Però da domani basta, me ne sto a casa.”

...cominciamo bene...

mercoledì 5 febbraio 2014

La ricchezza dell'amicizia

Senior: “ Sai mamma il Gabri è ricco forte”

Impe: “ Stai parlando del tuo amico, da cui sei stato a giocare questo pomeriggio??”

S: “ Si!! Ha una stanza enorme,una sala giochi con: Wii, WiiU, Play station,tablet, tavolo da pin pong,  calcetto, tappeto elastico, rete da tennis, vernice lavagna su tutti i muri, una batteria vera, la chitarra e la tastiera, una palla da discoteca appesa sul soffitto e un lettore mp3 collegato a delle casse che trasformano la sala in una discoteca.”

I: “ Direi non manca niente!!  
E questo pomeriggio cosa avete fatto?”

S: “ Abbiamo giocato a nascondino tutto il tempo.”

Medio: “ Con tutta quella roba avete solo giocato a nascondino??? Tu sei matto!!”

Pater: “ Non è importante con cosa si gioca, ma con chi.
Mi sembra una insegnamento molto importante.”

S: “ E’ vero!
Se non ci fossi stato io, lui non si sarebbe divertito con un gioco che non si può proprio comprare!!”

I: “ Sai come si chiama questa cosa: amicizia.
E’ un bene raro.”

Che meraviglia poter spargere un seme così prezioso, partendo da una normale discussione durante la cena.
Certe occasioni vanno prese al volo!

M: “ Resta il fatto che tu sei un pazzo a non esserti fatto neanche due salti sul tappeto elastico!”

martedì 4 febbraio 2014

Chi non stira in compagnia....

Pater: “ Questa sera mentre stiri ti faccio compagnia.”

Impe: “ NO, ti prego!!
Schiaffati pure sul divano, vegeta davanti alla televisione, scorrazza in internet, leggiti un libro ma, ti prego, lasciami sola con il mio ferro da stiro e la vagonata di biancheria che mi aspetta tutte le sere!!”
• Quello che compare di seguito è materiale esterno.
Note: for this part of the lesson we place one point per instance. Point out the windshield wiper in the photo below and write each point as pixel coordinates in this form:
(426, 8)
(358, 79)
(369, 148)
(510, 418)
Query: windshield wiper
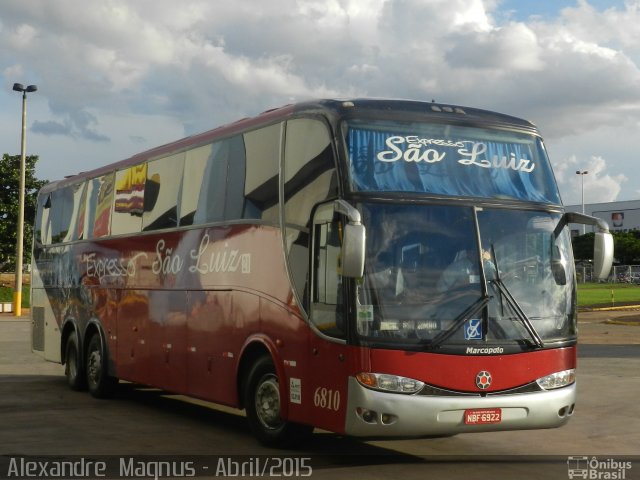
(513, 303)
(471, 310)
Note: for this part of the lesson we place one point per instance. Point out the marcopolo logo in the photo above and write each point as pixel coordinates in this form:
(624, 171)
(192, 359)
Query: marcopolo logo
(483, 350)
(597, 469)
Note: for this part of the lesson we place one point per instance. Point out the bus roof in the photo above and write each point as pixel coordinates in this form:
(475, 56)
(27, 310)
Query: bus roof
(332, 108)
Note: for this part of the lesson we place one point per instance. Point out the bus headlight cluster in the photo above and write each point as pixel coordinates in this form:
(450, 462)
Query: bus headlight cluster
(389, 383)
(558, 379)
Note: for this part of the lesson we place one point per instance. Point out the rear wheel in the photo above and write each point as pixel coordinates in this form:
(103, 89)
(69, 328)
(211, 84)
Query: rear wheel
(100, 384)
(73, 368)
(263, 403)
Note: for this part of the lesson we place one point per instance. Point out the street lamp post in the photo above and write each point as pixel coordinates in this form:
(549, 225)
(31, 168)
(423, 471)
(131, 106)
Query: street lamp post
(582, 173)
(17, 293)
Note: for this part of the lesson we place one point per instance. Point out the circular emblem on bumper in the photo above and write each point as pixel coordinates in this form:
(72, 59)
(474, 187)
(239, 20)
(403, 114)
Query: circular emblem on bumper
(483, 380)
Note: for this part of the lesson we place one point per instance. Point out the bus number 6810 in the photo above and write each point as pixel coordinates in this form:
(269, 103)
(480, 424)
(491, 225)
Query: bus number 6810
(326, 398)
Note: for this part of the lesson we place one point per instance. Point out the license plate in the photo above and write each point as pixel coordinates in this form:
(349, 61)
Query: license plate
(482, 416)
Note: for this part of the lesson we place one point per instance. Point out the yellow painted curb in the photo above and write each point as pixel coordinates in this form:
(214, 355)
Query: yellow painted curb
(623, 322)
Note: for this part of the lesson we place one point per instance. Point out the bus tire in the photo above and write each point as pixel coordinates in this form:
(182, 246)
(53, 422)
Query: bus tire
(73, 367)
(262, 402)
(100, 384)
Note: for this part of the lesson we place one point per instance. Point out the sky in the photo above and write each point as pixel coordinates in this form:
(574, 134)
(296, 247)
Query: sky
(118, 77)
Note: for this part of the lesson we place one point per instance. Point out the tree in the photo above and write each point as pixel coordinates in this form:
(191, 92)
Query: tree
(9, 199)
(626, 247)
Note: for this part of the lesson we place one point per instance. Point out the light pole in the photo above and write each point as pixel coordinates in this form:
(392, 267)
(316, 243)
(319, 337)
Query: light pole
(582, 173)
(17, 292)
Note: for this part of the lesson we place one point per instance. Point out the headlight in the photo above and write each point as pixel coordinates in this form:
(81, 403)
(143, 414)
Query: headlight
(558, 379)
(389, 383)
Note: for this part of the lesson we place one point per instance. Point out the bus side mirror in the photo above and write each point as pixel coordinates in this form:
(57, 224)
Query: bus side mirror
(353, 243)
(602, 255)
(353, 240)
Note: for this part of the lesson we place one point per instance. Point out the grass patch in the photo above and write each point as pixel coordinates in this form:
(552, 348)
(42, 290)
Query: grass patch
(608, 294)
(589, 294)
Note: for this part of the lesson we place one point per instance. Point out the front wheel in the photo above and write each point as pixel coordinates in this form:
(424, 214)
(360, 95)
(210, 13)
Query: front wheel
(100, 384)
(263, 404)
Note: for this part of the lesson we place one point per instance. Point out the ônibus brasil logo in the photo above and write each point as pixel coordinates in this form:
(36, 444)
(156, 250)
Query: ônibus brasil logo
(483, 380)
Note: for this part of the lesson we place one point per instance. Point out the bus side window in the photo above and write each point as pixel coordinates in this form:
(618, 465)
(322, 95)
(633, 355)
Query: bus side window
(60, 215)
(129, 200)
(43, 224)
(77, 218)
(309, 179)
(327, 311)
(162, 186)
(99, 203)
(261, 180)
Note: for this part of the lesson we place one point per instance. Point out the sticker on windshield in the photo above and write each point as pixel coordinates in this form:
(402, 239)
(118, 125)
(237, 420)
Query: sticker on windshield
(473, 329)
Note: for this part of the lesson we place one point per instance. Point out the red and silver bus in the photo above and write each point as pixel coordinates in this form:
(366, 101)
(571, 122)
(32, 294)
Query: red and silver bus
(368, 267)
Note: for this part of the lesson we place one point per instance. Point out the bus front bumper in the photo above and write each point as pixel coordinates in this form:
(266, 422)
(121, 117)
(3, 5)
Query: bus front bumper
(372, 413)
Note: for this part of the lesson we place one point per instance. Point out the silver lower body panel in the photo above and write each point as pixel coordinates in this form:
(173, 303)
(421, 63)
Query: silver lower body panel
(372, 413)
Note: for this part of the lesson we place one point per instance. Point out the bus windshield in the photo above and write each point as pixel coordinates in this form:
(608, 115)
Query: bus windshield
(429, 281)
(449, 160)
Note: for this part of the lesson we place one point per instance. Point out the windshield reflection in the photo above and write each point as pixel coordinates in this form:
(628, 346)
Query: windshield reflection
(428, 281)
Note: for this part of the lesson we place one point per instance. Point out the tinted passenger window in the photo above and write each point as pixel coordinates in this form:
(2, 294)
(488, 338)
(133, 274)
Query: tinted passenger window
(99, 202)
(194, 181)
(78, 208)
(160, 204)
(129, 200)
(61, 211)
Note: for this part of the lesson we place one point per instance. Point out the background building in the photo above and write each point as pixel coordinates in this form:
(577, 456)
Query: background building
(621, 216)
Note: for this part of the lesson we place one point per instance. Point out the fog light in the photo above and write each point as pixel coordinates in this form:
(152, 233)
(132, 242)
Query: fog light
(389, 383)
(557, 380)
(388, 419)
(367, 415)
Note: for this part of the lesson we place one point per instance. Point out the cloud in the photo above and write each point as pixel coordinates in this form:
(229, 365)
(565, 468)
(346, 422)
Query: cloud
(202, 63)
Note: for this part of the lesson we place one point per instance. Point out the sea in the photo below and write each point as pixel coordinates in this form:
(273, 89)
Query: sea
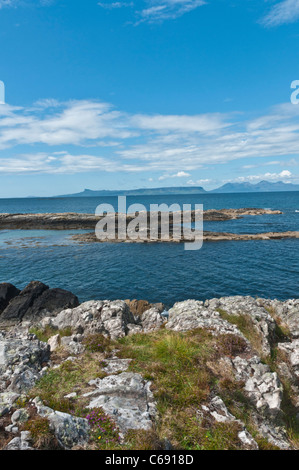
(158, 272)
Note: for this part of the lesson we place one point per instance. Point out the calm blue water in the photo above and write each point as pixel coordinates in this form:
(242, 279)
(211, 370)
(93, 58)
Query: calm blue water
(158, 272)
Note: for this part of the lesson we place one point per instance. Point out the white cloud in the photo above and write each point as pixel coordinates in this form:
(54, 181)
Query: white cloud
(286, 11)
(160, 10)
(114, 140)
(114, 5)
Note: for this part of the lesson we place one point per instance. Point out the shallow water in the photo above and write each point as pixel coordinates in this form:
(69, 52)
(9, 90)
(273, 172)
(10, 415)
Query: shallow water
(158, 272)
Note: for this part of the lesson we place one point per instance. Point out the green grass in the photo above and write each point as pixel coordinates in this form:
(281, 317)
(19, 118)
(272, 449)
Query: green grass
(71, 376)
(43, 334)
(181, 380)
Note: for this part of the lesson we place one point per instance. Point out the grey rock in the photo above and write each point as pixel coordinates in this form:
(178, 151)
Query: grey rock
(20, 416)
(126, 398)
(22, 359)
(151, 320)
(70, 431)
(261, 385)
(192, 314)
(20, 443)
(217, 409)
(7, 293)
(110, 318)
(7, 399)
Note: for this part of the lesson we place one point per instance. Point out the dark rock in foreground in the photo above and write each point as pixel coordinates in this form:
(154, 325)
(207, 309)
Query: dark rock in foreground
(37, 301)
(74, 221)
(7, 293)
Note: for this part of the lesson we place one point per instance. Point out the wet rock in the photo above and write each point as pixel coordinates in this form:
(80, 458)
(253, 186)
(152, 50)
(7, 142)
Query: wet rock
(7, 293)
(192, 314)
(20, 443)
(37, 301)
(51, 302)
(110, 318)
(18, 306)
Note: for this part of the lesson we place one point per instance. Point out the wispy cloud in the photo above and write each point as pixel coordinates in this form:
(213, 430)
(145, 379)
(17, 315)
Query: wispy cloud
(283, 12)
(160, 10)
(82, 136)
(154, 11)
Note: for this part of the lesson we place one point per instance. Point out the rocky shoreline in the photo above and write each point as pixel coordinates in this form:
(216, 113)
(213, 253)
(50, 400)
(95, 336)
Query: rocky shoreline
(219, 374)
(83, 238)
(77, 221)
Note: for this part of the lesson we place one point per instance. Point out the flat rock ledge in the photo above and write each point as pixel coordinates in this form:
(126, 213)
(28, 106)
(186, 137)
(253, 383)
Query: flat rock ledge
(127, 398)
(74, 221)
(207, 237)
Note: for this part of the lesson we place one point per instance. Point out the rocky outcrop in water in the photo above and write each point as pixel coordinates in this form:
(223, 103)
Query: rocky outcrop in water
(207, 237)
(70, 220)
(34, 302)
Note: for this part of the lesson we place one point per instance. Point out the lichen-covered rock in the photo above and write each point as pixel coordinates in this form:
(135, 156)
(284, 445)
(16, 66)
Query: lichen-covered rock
(262, 321)
(127, 398)
(262, 386)
(20, 443)
(151, 320)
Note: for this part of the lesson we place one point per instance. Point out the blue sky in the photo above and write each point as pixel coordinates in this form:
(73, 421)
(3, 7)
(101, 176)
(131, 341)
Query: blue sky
(147, 93)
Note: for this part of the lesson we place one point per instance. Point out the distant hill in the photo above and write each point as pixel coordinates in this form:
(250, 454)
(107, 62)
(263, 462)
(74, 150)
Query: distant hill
(139, 192)
(261, 187)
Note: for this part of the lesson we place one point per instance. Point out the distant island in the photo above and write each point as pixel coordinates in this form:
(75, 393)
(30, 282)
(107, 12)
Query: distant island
(261, 187)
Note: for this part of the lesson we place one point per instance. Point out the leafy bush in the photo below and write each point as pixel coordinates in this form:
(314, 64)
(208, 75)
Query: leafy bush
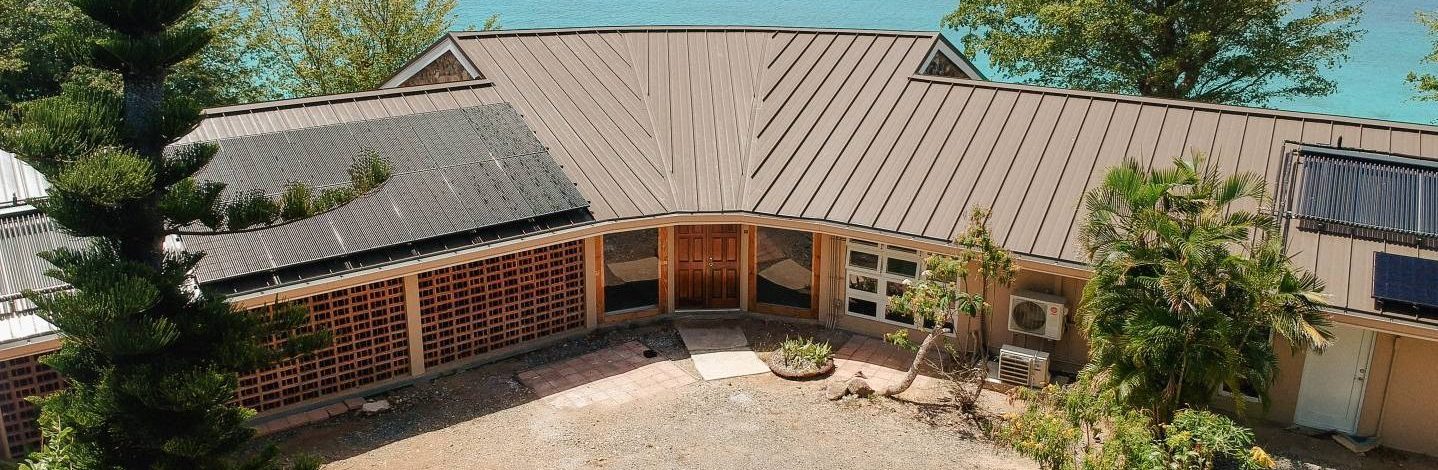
(1074, 427)
(804, 354)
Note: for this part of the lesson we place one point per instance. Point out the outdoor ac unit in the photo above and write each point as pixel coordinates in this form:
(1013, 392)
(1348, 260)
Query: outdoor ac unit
(1037, 314)
(1023, 367)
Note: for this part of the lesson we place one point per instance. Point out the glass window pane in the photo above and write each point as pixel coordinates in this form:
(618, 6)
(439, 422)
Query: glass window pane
(862, 306)
(902, 268)
(630, 269)
(784, 263)
(895, 288)
(864, 283)
(866, 260)
(895, 315)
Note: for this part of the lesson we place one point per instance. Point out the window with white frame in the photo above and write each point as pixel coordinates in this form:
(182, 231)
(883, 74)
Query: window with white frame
(877, 272)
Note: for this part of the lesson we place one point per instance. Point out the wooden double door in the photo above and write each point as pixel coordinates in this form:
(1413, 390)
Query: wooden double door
(706, 269)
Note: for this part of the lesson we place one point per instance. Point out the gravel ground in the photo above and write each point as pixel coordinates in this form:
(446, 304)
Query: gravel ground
(485, 418)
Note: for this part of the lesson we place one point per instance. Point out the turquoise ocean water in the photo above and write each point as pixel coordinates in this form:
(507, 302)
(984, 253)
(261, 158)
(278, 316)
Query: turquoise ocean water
(1371, 84)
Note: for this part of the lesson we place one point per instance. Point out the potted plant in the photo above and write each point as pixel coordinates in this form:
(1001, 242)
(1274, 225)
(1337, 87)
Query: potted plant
(800, 358)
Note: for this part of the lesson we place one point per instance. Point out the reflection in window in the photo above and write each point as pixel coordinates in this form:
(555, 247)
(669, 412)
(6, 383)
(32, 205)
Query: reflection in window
(784, 262)
(630, 269)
Pater: “ Devo fare la ciclette che, guarda caso, è posizionata proprio di fianco alla tua postazione stiro quindi....questa sera, mentre stiri, io pedalo la mia mezz’oretta.
Ordine del fisioterapista!!”

I:“ Vabbè!!
Questa storia deve finire!! Tu e il tuo amico fisioterapista avete rotto!!!
Ti ha espressamente ordinato di venire a pedalare con quella cosa che tu chiami ciclette, ma che fa più rumore di un treno a vapore, proprio mentre tua moglie sta stirando??”

P: “ Ma scusa!!
Così possiamo chiacchierare, discutere, aggiornarci, guardare la tele, ascoltare della musica assieme....molto romantico!!”

I: “ Un corno!!
Quell’attrezzo è talmente rumoroso che la tele e la musica sono impossibili da sentire e parlare, con uno che sbuffa e smanfa mentre pedala, non è il sogno di una serata romantica...”

P: “ Non ti va mai bene niente!!”

Ecco...sono una donna incontentabile...perchè la sera, dopo aver trottolato tutto il giorno, mentre mi dò il colpo di grazia con la quotidiana dose di stiro, voglio la solitudine più totale, al massimo tollero alla tv i programmi di Real Time.

Indovinate com’è finita???

Ciuf...ciuf...ciuf...ciuf..

manco stirare in pace....      

lunedì 3 febbraio 2014

Hair coscienza

Cel che suona.....

Impe: “ Oilà, Amica Parrucchiera!! Qual buon vento?!?!”

Amica Parrucchiera: “ Lo chiedo a te!!
Non eri forse tu la disperata che tre settimane fa mi mandava, di venerdì sera, alle 11, messaggi autodistruttivi tipo: vieni e tosami!! Dove sei?? Voglio un look da Soldato Jane!!
Allora??
Allarme pidocchi passato e non ti fai più sentire??”

I: “ Hemmm...scusa...tra pidocchi e tonsilliti varie mi sono persa via...
Se vuoi venire a trovarci, siamo qui...attraversa il ponticello che ci separa, 200 metri, seconda casa gialla alla tua sinistra....”

AM: “ So perfettamente dove abiti!!
Vengo questa sera e ti alleggerisco la zazzera.
Sono li per le 20.45.
Ciao”

Click

Insomma, il mio sogno sarebbe avere un cespuglio attaccato al cranio che necessiti di una manutenzione pari a zero.
Il mio standar, dopo la doccia, è testa in giù, vigorosa shakerata ai capelli, spuma, testa in su e ciao, finito.
Niente phon, spazzole o piastre. 
Il riccio scomposto la fa da padrone.
Un mollettone qua o la, oppure una bella coda e io sono a posto.

Menomale che c’è lei, la mia hair coscienza, che arriva, mi pastrugna mentre ci sfiniamo di chiacchiere.
Nel frattempo dà una  sforbiciata a questa o quella testa degli unni
“ Ma guarda come va in giro questa creatura...vieni qui che ti accorcio le basette!!
ZAC
Dai!!!
Anche tu, vieni dalla zia che ti sistema il ciuffo!!
ARI ZAC ZAC e ZAC”

Grazie Amica Parrucchiera, il mio look ti ringrazia....adesso mi sento molto MILF!!